Hamilcar était, à ce moment-là, debout sur le toit de Melkarth. Il avait jugé qu'elle devait venir directement vers lui, contre l'endroit de la muraille le plus invulnérable, et, à cause de cela même, dégarni de sentinelles. Depuis longtemps déjà ses esclaves apportaient des outres sur le chemin de ronde, où ils avaient élevé, avec de l'argile, deux cloisons transversales formant une sorte de bassin. L'eau coulait insensiblement sur la terrasse, et Hamilcar, chose extraordinaire, ne semblait point s'en inquiéter.
Mais, quand l'hélépole fut à trente pas environ, il commanda d'établir des planches par-dessus les rues, entre les maisons, depuis les citernes jusqu'au rempart ; et des gens à la file se passaient, de main en main, des casques et des amphores qu'ils vidaient continuellement. Les Carthaginois cependant s'indignaient de cette eau perdue. Le bélier démolissait la muraille ; tout à coup, une fontaine s'échappa des pierres disjointes. Alors la haute masse d'airain, à neuf étages et qui contenait et occupait plus de trois mille soldats, commença doucement à osciller comme un navire. En effet, l'eau pénétrant la terrasse avait devant elle effondré le chemin ; ses roues s'embourbèrent ; au premier étage, entre des rideaux de cuir, la tête de Spendius apparut soufflant à pleines joues dans un cornet d'ivoire. La grande machine, comme soulevée convulsivement, avança de dix pas peut-être ; mais le terrain de plus en plus s'amollissait, la fange gagnait les essieux et l'hélépole s'arrêta en penchant effroyablement d'un seul côté. La catapulte roula jusqu'au bord de la plate-forme ; et, emportée par la charge de son timon, elle tomba, fracassant sous elle les étages inférieurs. Les soldats, debout sur les portes, glissèrent dans l'abîme, ou bien ils se retenaient à l'extrémité des longues poutres, et augmentaient, par leur poids, l'inclinaison de l'hélépole — qui se démembrait en craquant dans toutes ses jointures.

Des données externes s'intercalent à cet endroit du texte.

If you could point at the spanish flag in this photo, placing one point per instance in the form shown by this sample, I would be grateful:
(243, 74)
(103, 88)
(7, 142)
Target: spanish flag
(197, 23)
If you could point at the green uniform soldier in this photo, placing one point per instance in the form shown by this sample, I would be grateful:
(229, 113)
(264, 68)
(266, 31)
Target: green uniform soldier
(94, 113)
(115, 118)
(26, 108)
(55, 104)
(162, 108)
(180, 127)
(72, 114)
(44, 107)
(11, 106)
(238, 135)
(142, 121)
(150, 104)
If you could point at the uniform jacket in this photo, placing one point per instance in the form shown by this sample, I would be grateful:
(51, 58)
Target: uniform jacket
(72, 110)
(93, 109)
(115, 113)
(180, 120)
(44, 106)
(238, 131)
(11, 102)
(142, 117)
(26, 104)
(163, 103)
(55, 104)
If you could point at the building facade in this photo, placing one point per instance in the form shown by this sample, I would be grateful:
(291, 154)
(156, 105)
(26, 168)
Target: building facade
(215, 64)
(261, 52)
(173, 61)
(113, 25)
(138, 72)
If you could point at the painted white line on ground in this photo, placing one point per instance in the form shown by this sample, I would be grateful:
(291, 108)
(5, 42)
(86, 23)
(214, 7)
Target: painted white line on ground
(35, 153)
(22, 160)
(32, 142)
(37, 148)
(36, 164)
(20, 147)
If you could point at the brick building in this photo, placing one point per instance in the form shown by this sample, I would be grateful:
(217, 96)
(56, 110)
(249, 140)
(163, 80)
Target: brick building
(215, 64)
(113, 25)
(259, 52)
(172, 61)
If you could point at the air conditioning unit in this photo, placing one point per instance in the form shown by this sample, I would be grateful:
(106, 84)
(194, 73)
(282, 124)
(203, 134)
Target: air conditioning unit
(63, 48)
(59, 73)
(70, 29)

Les autres Barbares s'élancèrent pour les secourir. Ils se tassaient en foule compacte. Les Carthaginois descen
dirent le rempart, et, les assaillant par-derrière, ils les tuèrent tout à leur aise. Mais les chars garnis de faux accoururent. Ils galopaient sur le contour de cette multitude ; elle remonta la muraille ; la nuit survint ; peu à peu les Barbares se retirèrent.

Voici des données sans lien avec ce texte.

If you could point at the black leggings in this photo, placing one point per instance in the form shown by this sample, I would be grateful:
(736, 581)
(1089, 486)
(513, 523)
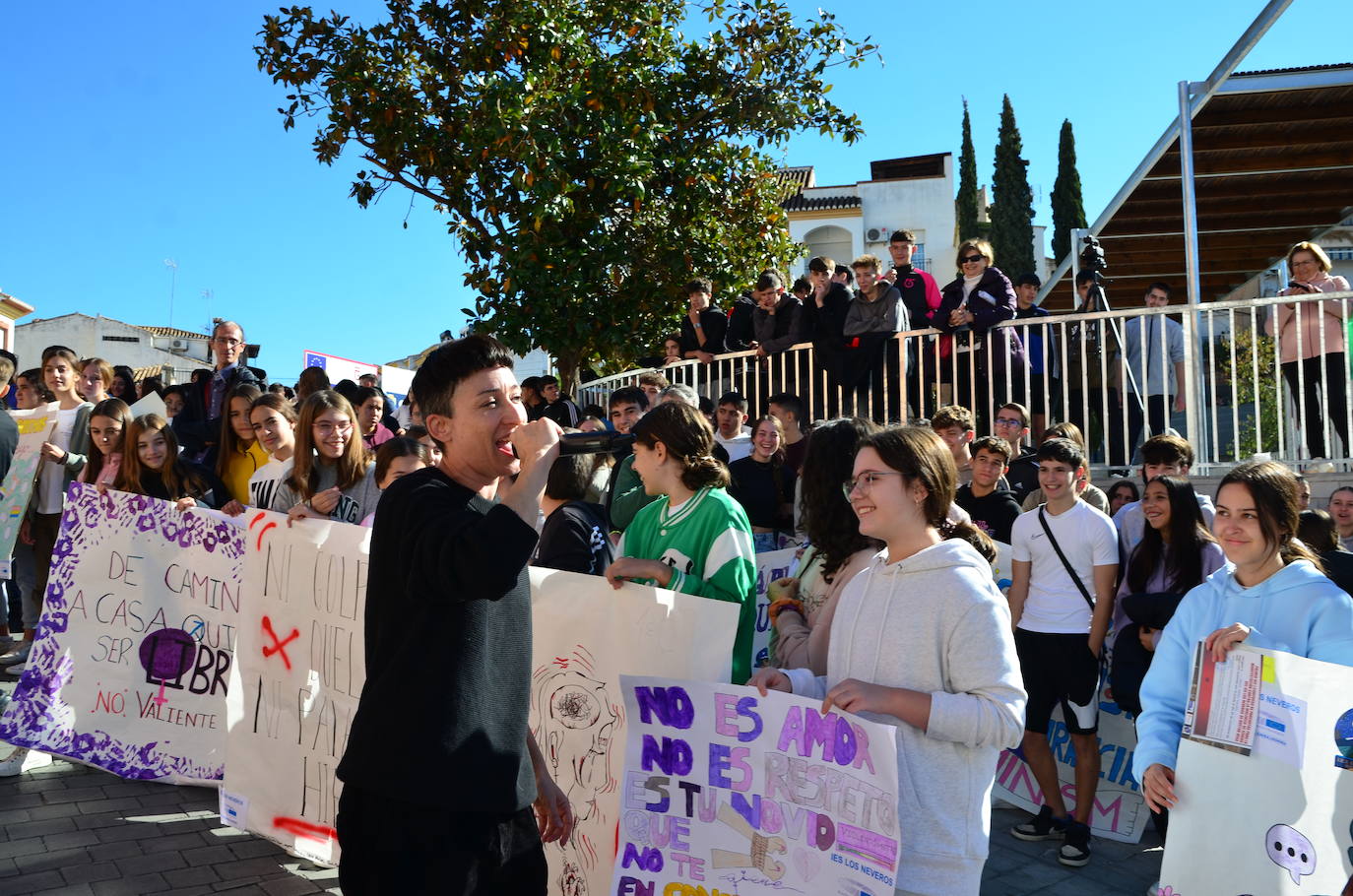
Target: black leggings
(1327, 374)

On ne voyait plus, sur la plaine, qu'une sorte de fourmillement tout noir, depuis le golfe bleuâtre jusqu'à la lagune toute blanche ; et le lac, où du sang avait coulé, s'étalait, plus loin, comme une grande mare pourpre.
La terrasse était maintenant si chargée de cadavres qu'on l'aurait crue construite avec des corps humains. Au milieu se dressait l'hélépole couverte d'armures ; et, de temps à autre, des fragments énormes s'en détachaient comme les pierres d'une pyramide qui s'écroule. On distinguait sur les murailles de larges traînées faites par les ruisseaux de plomb. Une tour de bois abattue, çà et là, brûlait ; et les maisons apparaissaient vaguement, comme les gradins d'un amphithéâtre en ruine.